For young boys like Petty and Easton, fueled by dreams of Beatles stardom, that change could come about only with the purchase of an electric guitar. "I got a Kay guitar," says Petty. "It was cheap but it was nice. The first thing you had to master was looking sharp with it, standing in front of the mirror and acting the rock and roll part. Learning to play was something else altogether. That separated the men from the boys." Petty quickly adds, "I switched to bass for a time, but eventually I moved back to guitar."
Easton spent the next few weeks in a daze. "All I could do was daydream about electric guitars. In school I'd either be staring out the window or drawing pictures of the Beatles' guitars on by book covers. I couldn't decide if I wanted a Rickenbacker or a Gretch, since those are what John and George were playing at first. But all of my time and energy were put into the acquisition of one of the two."

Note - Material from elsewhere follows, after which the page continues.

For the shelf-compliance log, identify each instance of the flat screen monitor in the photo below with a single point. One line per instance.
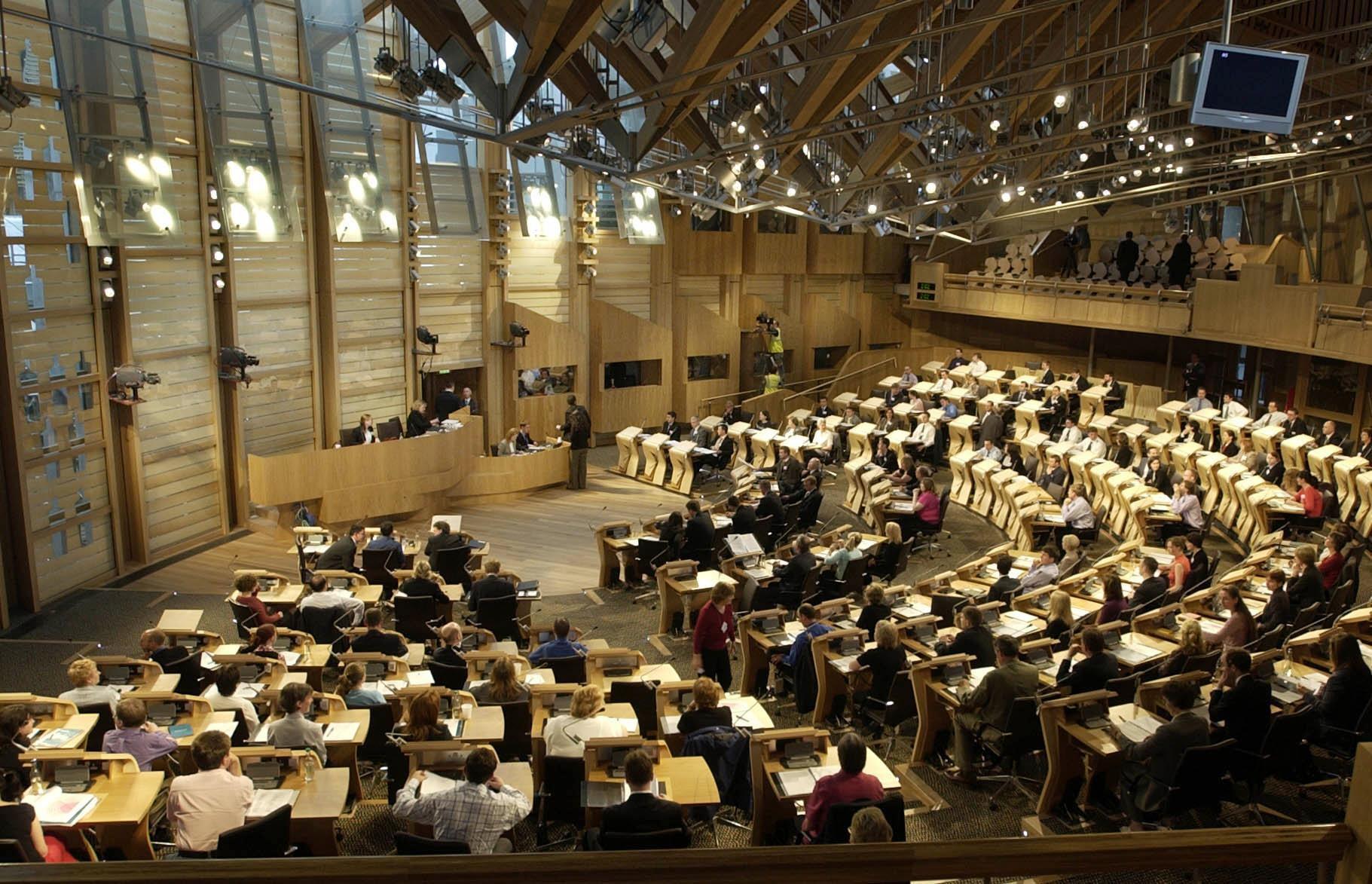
(1246, 88)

The next few months saw an explosion in guitar sales in America. During the late spring and summer of '64 is seemed as if you couldn't pass a garage without hearing the clang and clatter of teenage boys trying to emulate their newfound heroes. "That's what I found so liberating about seeing the Beatles," Petty says. "I was into rock and roll before them, but they were the first band I saw everything was so self-contained. They were so young and in control of what they were doing. They were the first people we could relate to who showed us that your dreams were within your reach."

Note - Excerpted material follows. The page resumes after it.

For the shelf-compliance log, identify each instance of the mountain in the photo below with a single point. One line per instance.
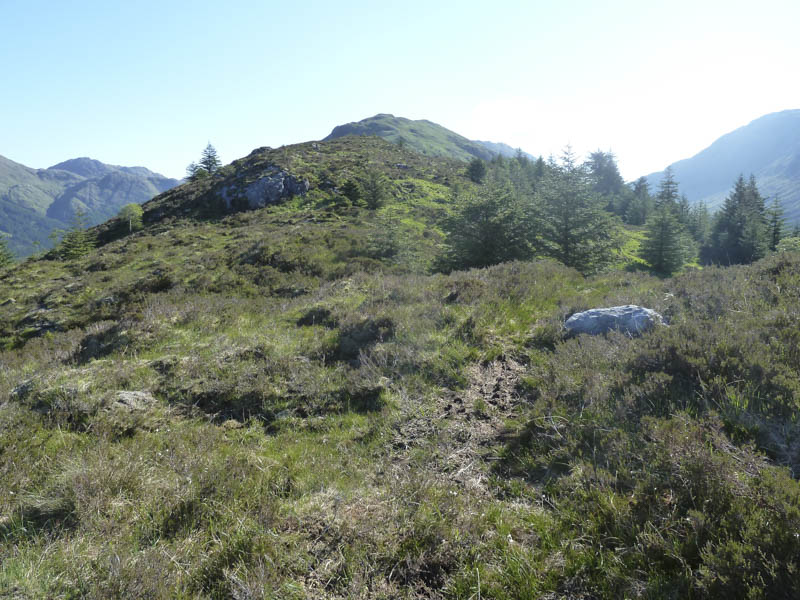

Both Petty and Easton are among the lucky ones who eventually saw their rock and roll dreams come true. Petty, of course, went everybody one better by actually performing alongside George Harrison in the Eighties supergroup the Traveling Wilburys (which also included Bob Dylan, Sixties pop crooner Roy Orbison and Electric Light Orchestra leader Jeff Lynn). "That's one of those 'pinch me' moments in life," Petty says, and laughs, "getting to know George and actually being in a band with him. I'd try not to think about it, but there would be times when we'd be in the room playing together, and out of nowhere it would pop into my head: Oh my God, I'm playing with one of the Beatles! That's usually when I'd hit a wrong chord.

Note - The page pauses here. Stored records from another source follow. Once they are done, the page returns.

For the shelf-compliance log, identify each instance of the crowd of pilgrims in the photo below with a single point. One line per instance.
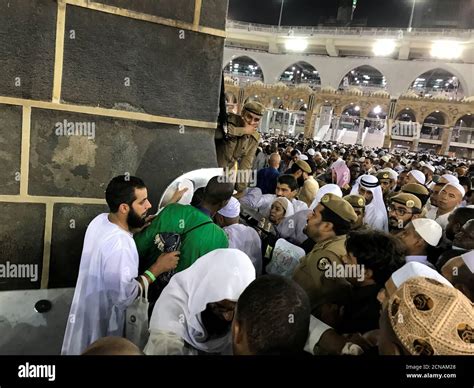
(332, 249)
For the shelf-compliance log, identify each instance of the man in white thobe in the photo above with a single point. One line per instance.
(106, 284)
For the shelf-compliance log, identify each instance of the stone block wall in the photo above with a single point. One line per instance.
(90, 90)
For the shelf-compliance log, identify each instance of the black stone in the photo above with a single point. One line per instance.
(128, 64)
(76, 166)
(70, 222)
(172, 9)
(10, 148)
(214, 13)
(21, 242)
(27, 44)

As much as Harrison tried to downplay his Beatles part, Petty believes he always knew the effect he had on people. "When you think about the Sixties you can't not think of the Beatles. George knew he was part of history, and he was pretty cool about it, as cool as a person could be, I imagine. I would ask him questions about what it was like: Shea Stadium, the Maharishi [the guru whom the Beatles briefly followed in 1968], Sgt. Pepper's-how could I not? The thing that surprised me, when I asked him about playing The Ed Sullivan Show was how nervous he said they all were. 'Seventy-three million people,' he said. 'That's a pretty big gig.'"
When asked if a phenomenon like Beatlemania could ever happen again, Petty, Easton and Morrow answer an unequivocal no. "To get four musicians with that much unique songwriting talent and personality," says Easton, "that's on the same level as all the planets lining up. How often does that happen?"
"I think it was as much us as it was them," says Petty. "I know I might sound jaded, but we were so innocent then. We're bombarded by so much now. I don't think anything could ever grab us in quite the same way."
He thinks for a moment before adding: "Plus, they were really, really great."